Chinese court sentences 10 Hong Kong activists for border crossing
The court said it had held a private hearing for two underaged suspects and would not charge the them for illegally crossing the border even though they pleaded guilty.
A Chinese court has sentenced 10 anti-Beijing activists who sought to flee Hong Kong by speedboat earlier this year to between seven months and three years in prison.
The Yantian District Court in the southern city of Shenzhen gave the harshest sentence to one of the two accused organisers of the ill-fated August 23 attempt to reach Taiwan.
The defendants are believed to have feared they would be prosecuted for their activities in support of Hong Kong’s anti-Beijing movement.
Hong Kong media reports said at least one may have had a warrant out for his arrest under Beijing's tough new national security law imposed on the semi-autonomous Chinese territory in June.
The court said it had held a private hearing for two underaged suspects and would not charge the them for illegally crossing the border even though they pleaded guilty.
Another organiser was given two years while other participants were given seven months in prison.
READ MORE: More arrests in Hong Kong as crackdown on dissent continues
"Politically motivated"
Relatives of the defendants said they were prevented from hiring their own lawyers and that the accusations are politically motivated. The defendants can be sentenced to up to a year in prison for crossing the border and seven years for organising the trip.
The sentences appear to be a warning to opposition activists against trying to evade provisions of the national security law.

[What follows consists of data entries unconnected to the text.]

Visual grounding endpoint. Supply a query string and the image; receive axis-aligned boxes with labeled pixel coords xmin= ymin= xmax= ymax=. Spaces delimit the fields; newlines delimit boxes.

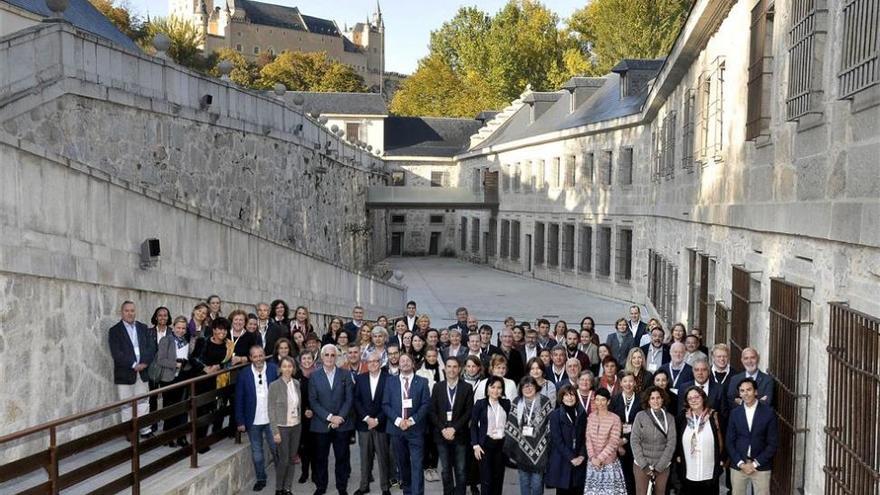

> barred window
xmin=578 ymin=225 xmax=593 ymax=273
xmin=547 ymin=223 xmax=559 ymax=267
xmin=785 ymin=0 xmax=827 ymax=120
xmin=563 ymin=155 xmax=577 ymax=188
xmin=614 ymin=229 xmax=632 ymax=282
xmin=746 ymin=0 xmax=774 ymax=140
xmin=471 ymin=218 xmax=480 ymax=253
xmin=500 ymin=220 xmax=510 ymax=258
xmin=596 ymin=227 xmax=611 ymax=277
xmin=535 ymin=222 xmax=544 ymax=265
xmin=510 ymin=220 xmax=520 ymax=260
xmin=838 ymin=0 xmax=880 ymax=98
xmin=562 ymin=224 xmax=574 ymax=270
xmin=460 ymin=217 xmax=467 ymax=252
xmin=617 ymin=147 xmax=633 ymax=185
xmin=581 ymin=152 xmax=595 ymax=185
xmin=681 ymin=89 xmax=694 ymax=172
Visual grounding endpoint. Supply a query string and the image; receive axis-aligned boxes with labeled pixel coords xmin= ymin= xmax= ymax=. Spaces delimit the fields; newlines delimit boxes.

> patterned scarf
xmin=504 ymin=394 xmax=553 ymax=473
xmin=687 ymin=409 xmax=709 ymax=455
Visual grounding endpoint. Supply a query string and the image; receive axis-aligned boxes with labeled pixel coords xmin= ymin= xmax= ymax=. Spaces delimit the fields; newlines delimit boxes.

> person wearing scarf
xmin=156 ymin=316 xmax=194 ymax=447
xmin=675 ymin=386 xmax=726 ymax=495
xmin=504 ymin=376 xmax=553 ymax=495
xmin=544 ymin=385 xmax=587 ymax=495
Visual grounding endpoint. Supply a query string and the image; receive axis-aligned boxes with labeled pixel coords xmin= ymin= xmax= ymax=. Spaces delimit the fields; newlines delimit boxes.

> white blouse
xmin=681 ymin=419 xmax=715 ymax=481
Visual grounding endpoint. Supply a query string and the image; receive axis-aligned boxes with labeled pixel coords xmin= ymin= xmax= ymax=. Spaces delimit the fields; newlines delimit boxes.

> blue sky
xmin=127 ymin=0 xmax=587 ymax=74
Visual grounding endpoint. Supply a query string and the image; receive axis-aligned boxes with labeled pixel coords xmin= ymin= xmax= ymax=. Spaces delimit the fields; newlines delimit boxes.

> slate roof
xmin=2 ymin=0 xmax=141 ymax=52
xmin=385 ymin=117 xmax=483 ymax=157
xmin=233 ymin=0 xmax=340 ymax=36
xmin=476 ymin=60 xmax=663 ymax=149
xmin=285 ymin=91 xmax=388 ymax=115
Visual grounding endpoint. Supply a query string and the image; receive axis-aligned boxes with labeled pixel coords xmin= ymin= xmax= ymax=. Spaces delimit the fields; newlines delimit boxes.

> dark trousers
xmin=681 ymin=476 xmax=718 ymax=495
xmin=312 ymin=430 xmax=352 ymax=493
xmin=161 ymin=378 xmax=186 ymax=437
xmin=391 ymin=432 xmax=425 ymax=495
xmin=434 ymin=437 xmax=470 ymax=495
xmin=478 ymin=438 xmax=506 ymax=495
xmin=358 ymin=428 xmax=391 ymax=493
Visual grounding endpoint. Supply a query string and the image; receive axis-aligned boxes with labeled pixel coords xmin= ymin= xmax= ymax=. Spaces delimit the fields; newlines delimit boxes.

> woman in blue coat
xmin=544 ymin=385 xmax=587 ymax=495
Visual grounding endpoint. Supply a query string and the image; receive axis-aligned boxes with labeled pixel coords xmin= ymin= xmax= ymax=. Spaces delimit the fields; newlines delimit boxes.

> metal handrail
xmin=0 ymin=363 xmax=248 ymax=444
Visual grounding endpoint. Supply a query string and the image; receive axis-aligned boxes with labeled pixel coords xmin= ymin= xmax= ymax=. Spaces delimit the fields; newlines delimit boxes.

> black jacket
xmin=428 ymin=379 xmax=474 ymax=445
xmin=107 ymin=320 xmax=158 ymax=385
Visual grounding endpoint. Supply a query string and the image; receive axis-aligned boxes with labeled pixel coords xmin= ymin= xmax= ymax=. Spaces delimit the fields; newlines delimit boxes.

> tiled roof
xmin=285 ymin=91 xmax=388 ymax=115
xmin=385 ymin=117 xmax=483 ymax=157
xmin=2 ymin=0 xmax=141 ymax=52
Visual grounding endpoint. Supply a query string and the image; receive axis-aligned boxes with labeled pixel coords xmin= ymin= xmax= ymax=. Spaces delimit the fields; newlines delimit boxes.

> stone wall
xmin=0 ymin=24 xmax=403 ymax=435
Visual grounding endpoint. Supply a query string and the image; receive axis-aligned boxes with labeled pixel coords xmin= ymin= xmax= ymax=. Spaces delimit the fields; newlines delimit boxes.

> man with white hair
xmin=309 ymin=344 xmax=354 ymax=495
xmin=660 ymin=342 xmax=694 ymax=395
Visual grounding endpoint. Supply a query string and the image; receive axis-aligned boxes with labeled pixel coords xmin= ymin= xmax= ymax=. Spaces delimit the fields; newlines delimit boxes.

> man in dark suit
xmin=235 ymin=344 xmax=278 ymax=492
xmin=440 ymin=328 xmax=468 ymax=365
xmin=725 ymin=378 xmax=779 ymax=495
xmin=727 ymin=347 xmax=773 ymax=410
xmin=626 ymin=305 xmax=648 ymax=347
xmin=498 ymin=328 xmax=525 ymax=383
xmin=449 ymin=306 xmax=468 ymax=334
xmin=403 ymin=301 xmax=419 ymax=332
xmin=382 ymin=354 xmax=431 ymax=495
xmin=257 ymin=303 xmax=284 ymax=356
xmin=430 ymin=356 xmax=474 ymax=495
xmin=107 ymin=301 xmax=157 ymax=438
xmin=660 ymin=342 xmax=694 ymax=394
xmin=342 ymin=306 xmax=364 ymax=344
xmin=565 ymin=328 xmax=590 ymax=370
xmin=678 ymin=359 xmax=727 ymax=416
xmin=309 ymin=344 xmax=354 ymax=495
xmin=354 ymin=352 xmax=391 ymax=495
xmin=642 ymin=327 xmax=671 ymax=373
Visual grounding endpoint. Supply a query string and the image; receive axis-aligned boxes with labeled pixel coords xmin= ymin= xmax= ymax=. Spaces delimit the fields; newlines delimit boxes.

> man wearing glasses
xmin=354 ymin=352 xmax=391 ymax=495
xmin=309 ymin=344 xmax=354 ymax=495
xmin=235 ymin=345 xmax=278 ymax=492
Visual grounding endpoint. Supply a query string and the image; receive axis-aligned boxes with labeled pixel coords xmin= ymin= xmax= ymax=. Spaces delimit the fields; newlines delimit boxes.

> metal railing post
xmin=189 ymin=382 xmax=199 ymax=468
xmin=131 ymin=399 xmax=141 ymax=495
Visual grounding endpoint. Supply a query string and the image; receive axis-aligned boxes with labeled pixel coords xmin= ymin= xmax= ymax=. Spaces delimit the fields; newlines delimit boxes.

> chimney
xmin=523 ymin=92 xmax=562 ymax=124
xmin=562 ymin=76 xmax=605 ymax=113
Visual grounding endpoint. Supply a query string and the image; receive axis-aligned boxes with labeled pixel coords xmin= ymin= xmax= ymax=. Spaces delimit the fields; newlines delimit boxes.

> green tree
xmin=256 ymin=51 xmax=367 ymax=92
xmin=141 ymin=16 xmax=207 ymax=72
xmin=391 ymin=0 xmax=589 ymax=117
xmin=89 ymin=0 xmax=147 ymax=42
xmin=568 ymin=0 xmax=693 ymax=74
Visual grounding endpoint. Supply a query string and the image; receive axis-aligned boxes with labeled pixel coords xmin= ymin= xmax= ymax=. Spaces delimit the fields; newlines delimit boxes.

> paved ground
xmin=390 ymin=257 xmax=646 ymax=340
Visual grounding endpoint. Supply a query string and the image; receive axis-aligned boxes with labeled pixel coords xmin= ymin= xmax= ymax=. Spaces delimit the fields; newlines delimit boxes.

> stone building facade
xmin=168 ymin=0 xmax=385 ymax=93
xmin=436 ymin=0 xmax=880 ymax=493
xmin=0 ymin=23 xmax=404 ymax=440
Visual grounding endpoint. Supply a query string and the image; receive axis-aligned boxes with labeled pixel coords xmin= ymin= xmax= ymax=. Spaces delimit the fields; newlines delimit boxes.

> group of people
xmin=109 ymin=296 xmax=778 ymax=495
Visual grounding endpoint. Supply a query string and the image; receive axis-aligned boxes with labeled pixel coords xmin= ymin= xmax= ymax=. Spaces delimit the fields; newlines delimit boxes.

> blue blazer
xmin=544 ymin=407 xmax=587 ymax=490
xmin=471 ymin=397 xmax=510 ymax=448
xmin=354 ymin=370 xmax=388 ymax=431
xmin=235 ymin=363 xmax=278 ymax=429
xmin=382 ymin=374 xmax=431 ymax=437
xmin=727 ymin=370 xmax=773 ymax=410
xmin=660 ymin=361 xmax=694 ymax=395
xmin=725 ymin=401 xmax=779 ymax=471
xmin=309 ymin=366 xmax=354 ymax=433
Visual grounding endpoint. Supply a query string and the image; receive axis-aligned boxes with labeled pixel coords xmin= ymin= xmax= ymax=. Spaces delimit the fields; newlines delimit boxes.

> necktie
xmin=403 ymin=377 xmax=409 ymax=421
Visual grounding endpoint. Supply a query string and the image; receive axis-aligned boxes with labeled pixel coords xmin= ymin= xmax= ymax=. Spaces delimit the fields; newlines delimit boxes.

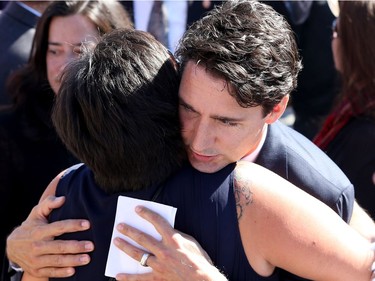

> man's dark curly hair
xmin=52 ymin=29 xmax=185 ymax=193
xmin=176 ymin=0 xmax=301 ymax=114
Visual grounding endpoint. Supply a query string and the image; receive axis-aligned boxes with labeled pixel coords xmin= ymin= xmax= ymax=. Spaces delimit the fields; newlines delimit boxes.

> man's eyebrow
xmin=179 ymin=97 xmax=244 ymax=122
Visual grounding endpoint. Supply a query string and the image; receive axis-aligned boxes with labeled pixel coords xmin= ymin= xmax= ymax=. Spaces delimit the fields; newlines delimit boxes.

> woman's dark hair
xmin=52 ymin=29 xmax=186 ymax=192
xmin=338 ymin=0 xmax=375 ymax=118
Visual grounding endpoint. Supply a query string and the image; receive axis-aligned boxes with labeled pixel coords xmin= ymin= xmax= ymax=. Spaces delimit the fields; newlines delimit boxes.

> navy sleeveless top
xmin=50 ymin=164 xmax=282 ymax=281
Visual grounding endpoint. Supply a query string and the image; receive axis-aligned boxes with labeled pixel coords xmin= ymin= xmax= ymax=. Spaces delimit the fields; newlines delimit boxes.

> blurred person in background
xmin=0 ymin=0 xmax=132 ymax=276
xmin=314 ymin=1 xmax=375 ymax=218
xmin=0 ymin=1 xmax=50 ymax=108
xmin=262 ymin=1 xmax=337 ymax=140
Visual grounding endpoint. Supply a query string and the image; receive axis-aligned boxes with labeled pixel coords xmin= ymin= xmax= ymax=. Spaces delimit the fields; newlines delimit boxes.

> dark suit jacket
xmin=0 ymin=1 xmax=38 ymax=105
xmin=255 ymin=121 xmax=354 ymax=281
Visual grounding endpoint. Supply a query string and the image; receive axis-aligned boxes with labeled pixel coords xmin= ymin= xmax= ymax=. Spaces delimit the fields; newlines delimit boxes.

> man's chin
xmin=190 ymin=160 xmax=223 ymax=174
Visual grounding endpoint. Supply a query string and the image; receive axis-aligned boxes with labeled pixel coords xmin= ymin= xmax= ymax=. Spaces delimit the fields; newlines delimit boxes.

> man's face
xmin=179 ymin=61 xmax=271 ymax=173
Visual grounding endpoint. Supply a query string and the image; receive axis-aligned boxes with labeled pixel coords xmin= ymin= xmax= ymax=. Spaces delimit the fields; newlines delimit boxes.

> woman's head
xmin=34 ymin=0 xmax=131 ymax=94
xmin=52 ymin=29 xmax=185 ymax=192
xmin=8 ymin=0 xmax=132 ymax=105
xmin=332 ymin=1 xmax=375 ymax=91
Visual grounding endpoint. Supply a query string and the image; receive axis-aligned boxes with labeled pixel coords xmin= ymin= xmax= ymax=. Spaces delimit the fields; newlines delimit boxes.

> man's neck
xmin=241 ymin=124 xmax=268 ymax=162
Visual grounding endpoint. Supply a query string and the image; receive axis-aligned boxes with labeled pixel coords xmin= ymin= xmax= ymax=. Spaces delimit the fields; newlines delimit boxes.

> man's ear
xmin=266 ymin=95 xmax=289 ymax=124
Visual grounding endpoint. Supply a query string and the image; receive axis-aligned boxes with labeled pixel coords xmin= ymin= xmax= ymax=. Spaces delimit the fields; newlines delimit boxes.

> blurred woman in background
xmin=0 ymin=0 xmax=132 ymax=272
xmin=314 ymin=1 xmax=375 ymax=218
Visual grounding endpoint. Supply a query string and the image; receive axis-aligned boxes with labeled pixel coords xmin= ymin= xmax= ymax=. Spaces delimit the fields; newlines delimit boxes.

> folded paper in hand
xmin=105 ymin=196 xmax=177 ymax=277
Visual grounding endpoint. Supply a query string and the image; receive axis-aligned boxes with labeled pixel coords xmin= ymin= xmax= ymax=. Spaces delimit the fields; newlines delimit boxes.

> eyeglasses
xmin=331 ymin=19 xmax=339 ymax=39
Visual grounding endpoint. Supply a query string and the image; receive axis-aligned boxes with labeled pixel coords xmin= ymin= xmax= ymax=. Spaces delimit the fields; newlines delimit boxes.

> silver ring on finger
xmin=139 ymin=253 xmax=151 ymax=267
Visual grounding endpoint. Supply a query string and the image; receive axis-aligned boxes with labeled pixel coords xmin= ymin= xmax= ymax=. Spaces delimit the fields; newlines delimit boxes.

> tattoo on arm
xmin=234 ymin=174 xmax=253 ymax=220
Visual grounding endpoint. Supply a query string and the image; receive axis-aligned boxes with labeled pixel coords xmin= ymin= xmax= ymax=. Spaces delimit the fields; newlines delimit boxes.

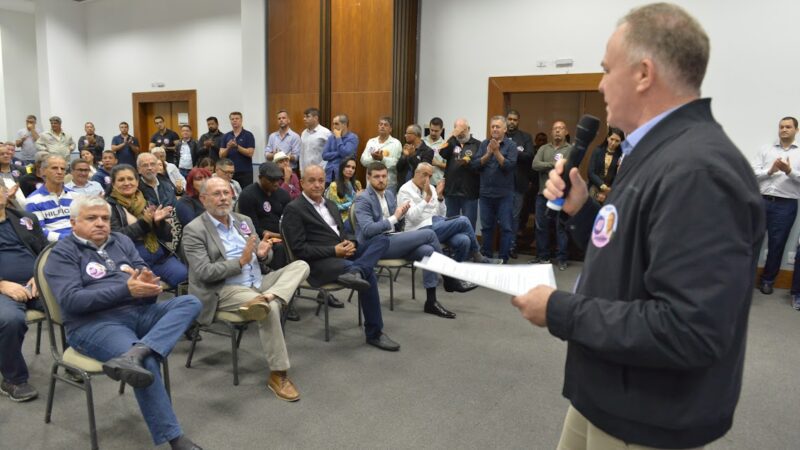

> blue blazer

Hong Kong has already frozen assets and issued arrest warrants for several government opponents who have fled abroad, including to the United Kingdom, which governed the territory until the handover to Chinese rule in 1997.
Hong Kong was promised it would be allowed to maintain its separate political, economic and social systems for 50 years following the handover, including considerably greater freedoms of speech and protest than permitted in mainland China.
Critics say Chinese moves, including the imposition of the national security law, widespread arrests of critics and the cancellation of elections for the Legislative Council, have all but nullified that pledge.